I smell corny, poorly-executed jokes and a buttload of ass-shaking.(pun intended)


----------



## Jessica (Jun 18, 2010)

Not the Smurfs. 

This is just going to be so terrible and only children will enjoy it.


----------



## Tandaradei (Jun 18, 2010)

neil patrick harris makes everything awesome


----------



## ~Gesy~ (Jun 18, 2010)

never seen the show.

won't be watching the movie.


----------



## Banhammer (Jun 18, 2010)

> introduced by star Neil Patrick Harris



I need to know no more.


----------



## Chee (Jun 18, 2010)

I'll probably skip on this.


----------



## MunchKing (Jun 18, 2010)

NPH in this movie? I hope they use his singing voice.


----------



## Wolfarus (Jul 15, 2010)

*The smurfs (movie coming in 2011)*

Apparently they havnt done enough to capatalize / rape / exploit (however you want to look at it) the childhoods of people who grew up during the 80's.

Imdb page on it : 

Teaser trailor

[YOUTUBE]http://www.youtube.com/watch?v=lfMKkO5ZSFY[/YOUTUBE]


Its way to early to try and make any reasonable predictions, imo. So i guess we'll have to see further on down the line


----------



## Emperor Joker (Jul 15, 2010)

First words that came out of my mouth after seeing that "Oh God...why?"


----------



## Wolfarus (Jul 15, 2010)

Emperor Joker said:


> First words that came out of my mouth after seeing that "Oh God...why?"



For cash and lulz, obviously


----------



## Hannibal (Jul 15, 2010)

All we need is a remake of HE-mAN and Thundercats, and we call it a full out rape.


----------



## Emperor Joker (Jul 15, 2010)

Hannibal said:


> All we need is a remake of HE-mAN and Thundercats, and we call it a full out rape.



...and Voltron


----------



## Wolfarus (Jul 15, 2010)

Hannibal said:


> All we need is a remake of HE-mAN and Thundercats, and we call it a full out rape.





Thundercats are being redone in 2011 as well.

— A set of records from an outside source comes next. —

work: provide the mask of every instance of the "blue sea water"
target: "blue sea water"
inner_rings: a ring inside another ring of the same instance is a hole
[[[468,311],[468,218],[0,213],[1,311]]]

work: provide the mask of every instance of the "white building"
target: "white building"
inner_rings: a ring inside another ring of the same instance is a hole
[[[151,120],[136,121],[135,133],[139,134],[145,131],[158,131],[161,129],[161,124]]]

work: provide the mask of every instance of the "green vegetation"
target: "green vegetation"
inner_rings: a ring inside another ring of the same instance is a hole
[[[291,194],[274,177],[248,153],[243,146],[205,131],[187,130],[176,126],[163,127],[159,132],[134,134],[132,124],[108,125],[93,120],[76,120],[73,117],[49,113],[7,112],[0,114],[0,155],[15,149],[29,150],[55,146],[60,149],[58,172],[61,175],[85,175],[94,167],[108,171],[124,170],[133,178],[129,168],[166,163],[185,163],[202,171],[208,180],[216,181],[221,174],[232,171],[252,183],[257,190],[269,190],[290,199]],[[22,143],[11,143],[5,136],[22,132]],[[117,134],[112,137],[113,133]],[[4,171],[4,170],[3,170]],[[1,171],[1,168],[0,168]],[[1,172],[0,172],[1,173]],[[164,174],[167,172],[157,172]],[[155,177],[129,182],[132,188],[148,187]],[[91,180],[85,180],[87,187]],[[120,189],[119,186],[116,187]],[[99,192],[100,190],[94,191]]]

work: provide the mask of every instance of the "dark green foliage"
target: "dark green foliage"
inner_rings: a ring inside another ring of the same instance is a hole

Just as a new series, not a movie


----------



## Vanthebaron (Jul 15, 2010)

Thundercat won't be too bad as long as they keep the action and story the same and keep and chateera(sp) hot I'll be ok with this but a smurfs movie is in no way a good thing


----------



## The World (Jul 15, 2010)

I made a thread awhile back.


----------



## Wolfarus (Jul 15, 2010)

The World said:


> I made a thread awhile back.



Good ol' search function. Didnt turn up a thread about it so i made one.

Blech.


----------



## Achilles (Jul 16, 2010)

This looks like a parody of these Sat cartoon adaptation movies. You got the old rap music, characters transported to the big city for no good reason, lame puns with swear words to sound cool, and almost uncanny valley CGI.


I wonder if this will manage to be a stupid as Garfield: Tale of Two Kitties where everyone is amazed to find two cats of the same exact breed that look alike.


----------



## αshɘs (Jul 16, 2010)

Horrible.

When the smurfs pop up in the big city and the music starts...


----------



## Nodonn (Jul 16, 2010)

Why *the fuck* would 3d be necessary for this?


----------



## Bathroom_Mop (Jul 16, 2010)

When they said in 3D, I felt like going outside and shooting a bunch of people. When is that shit going to stop


----------



## Menace (Jul 16, 2010)

Bathroom_Mop said:


> When they said in 3D, I felt like going outside and shooting a bunch of people. When is that shit going to stop



When 3-D is a given accomadation in all movie theatres. So, yeah, sit back and enjoy hearing 'In *3-D*' for a while.


----------